Schade, dass ich den Bauernhof seiner Großeltern nicht mehr kennengelernt habe. Es wäre schön für mich gewesen zu sehen, wo Gerd als Kind am liebsten gespielt hat. Wenn er mir davon erzählt, vergisst er, so zu tun, als sei er sein Leben lang erwachsen gewesen, es ist, als hätte er nicht Tausende von Büchern, sondern bloß Pippi Langstrumpf gelesen. Plötzlich merkt er, dass er nicht nur einen Kopf, sondern auch einen Bauch hat. Und jetzt ist das ebenfalls so. Er hackt auf die Erde ein, als hätte er nie etwas anders getan. Fast schon beängstigend schnell schwindet das Unkraut von unserem Beet.
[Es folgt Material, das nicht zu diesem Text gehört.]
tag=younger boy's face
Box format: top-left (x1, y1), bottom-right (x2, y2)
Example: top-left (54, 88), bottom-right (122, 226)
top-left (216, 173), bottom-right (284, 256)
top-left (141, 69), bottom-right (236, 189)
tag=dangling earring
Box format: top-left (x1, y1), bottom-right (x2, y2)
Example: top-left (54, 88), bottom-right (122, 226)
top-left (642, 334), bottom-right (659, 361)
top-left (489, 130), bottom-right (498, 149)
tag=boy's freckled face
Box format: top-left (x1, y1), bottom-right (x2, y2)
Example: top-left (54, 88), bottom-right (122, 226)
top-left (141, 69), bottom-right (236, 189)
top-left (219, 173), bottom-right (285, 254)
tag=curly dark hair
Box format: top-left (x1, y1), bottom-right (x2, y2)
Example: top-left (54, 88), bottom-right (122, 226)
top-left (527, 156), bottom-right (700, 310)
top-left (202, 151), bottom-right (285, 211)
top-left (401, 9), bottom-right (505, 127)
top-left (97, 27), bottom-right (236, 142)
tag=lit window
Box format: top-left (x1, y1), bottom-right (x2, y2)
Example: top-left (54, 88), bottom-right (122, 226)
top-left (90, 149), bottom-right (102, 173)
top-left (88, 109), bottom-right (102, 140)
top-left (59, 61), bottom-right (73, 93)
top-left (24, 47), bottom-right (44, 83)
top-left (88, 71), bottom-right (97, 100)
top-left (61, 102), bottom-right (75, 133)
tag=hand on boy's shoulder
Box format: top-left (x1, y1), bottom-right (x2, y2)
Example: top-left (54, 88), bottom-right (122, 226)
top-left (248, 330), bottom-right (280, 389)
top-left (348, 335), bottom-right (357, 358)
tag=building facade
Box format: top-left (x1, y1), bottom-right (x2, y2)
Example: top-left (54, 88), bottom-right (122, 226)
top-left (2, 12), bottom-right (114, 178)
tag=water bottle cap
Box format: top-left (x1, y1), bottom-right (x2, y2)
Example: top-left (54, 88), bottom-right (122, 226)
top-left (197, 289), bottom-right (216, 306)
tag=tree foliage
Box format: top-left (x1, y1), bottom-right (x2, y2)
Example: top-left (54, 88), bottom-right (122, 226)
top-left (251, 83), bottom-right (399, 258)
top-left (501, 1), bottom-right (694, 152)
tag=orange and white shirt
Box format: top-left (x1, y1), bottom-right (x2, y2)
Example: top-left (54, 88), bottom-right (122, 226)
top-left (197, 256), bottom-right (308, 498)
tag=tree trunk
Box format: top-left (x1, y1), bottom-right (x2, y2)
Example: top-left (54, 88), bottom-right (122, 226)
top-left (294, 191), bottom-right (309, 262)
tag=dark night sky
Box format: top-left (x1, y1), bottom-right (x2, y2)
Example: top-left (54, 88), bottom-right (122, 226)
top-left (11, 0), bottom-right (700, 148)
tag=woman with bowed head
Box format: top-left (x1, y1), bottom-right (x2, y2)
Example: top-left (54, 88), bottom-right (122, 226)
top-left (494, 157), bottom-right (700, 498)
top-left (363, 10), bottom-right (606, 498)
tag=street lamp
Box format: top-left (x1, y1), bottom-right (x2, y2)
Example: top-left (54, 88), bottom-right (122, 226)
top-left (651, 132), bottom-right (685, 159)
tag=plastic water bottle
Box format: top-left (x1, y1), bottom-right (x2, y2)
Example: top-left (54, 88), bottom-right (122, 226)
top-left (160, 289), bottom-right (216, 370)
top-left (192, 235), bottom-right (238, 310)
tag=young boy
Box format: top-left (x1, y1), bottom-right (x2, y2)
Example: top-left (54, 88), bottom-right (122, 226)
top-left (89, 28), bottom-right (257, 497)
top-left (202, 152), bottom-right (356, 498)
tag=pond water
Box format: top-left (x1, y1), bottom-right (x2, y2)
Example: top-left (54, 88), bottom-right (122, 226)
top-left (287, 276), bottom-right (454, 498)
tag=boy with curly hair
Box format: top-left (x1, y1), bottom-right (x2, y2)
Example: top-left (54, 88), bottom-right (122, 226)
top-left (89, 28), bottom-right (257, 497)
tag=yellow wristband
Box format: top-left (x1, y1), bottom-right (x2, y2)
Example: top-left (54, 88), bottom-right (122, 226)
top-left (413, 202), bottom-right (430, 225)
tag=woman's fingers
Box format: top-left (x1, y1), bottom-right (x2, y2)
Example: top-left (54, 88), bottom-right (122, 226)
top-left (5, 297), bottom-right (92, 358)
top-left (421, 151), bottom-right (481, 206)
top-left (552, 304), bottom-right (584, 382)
Das ist Gerds Charakter: Er macht immer alles fertig. Er vermag es nicht, ein Buch zu besprechen, das er nicht von vorne bis hinten gelesen hat, obwohl er ganz genau weiß, dass seine Kollegen ganz anders arbeiten. 150 bis 200 Euro gibt es pro Rezension, egal, ob ein Werk 40 oder 400 Seiten hat. Jeder vernünftige Mensch würde da kalkulieren und ein bisschen schneller lesen. Er nicht. Ich kann ihm einfach nicht beibringen, mal ein wenig schlampiger oder auch nur schludriger zu sein. Aber daran, dass er sich öfters entspannt und nicht alles so ernst nimmt, arbeite ich. So wie jetzt, wo ich ihn anweise, das Gras vorne in der Ecke stehen zu lassen.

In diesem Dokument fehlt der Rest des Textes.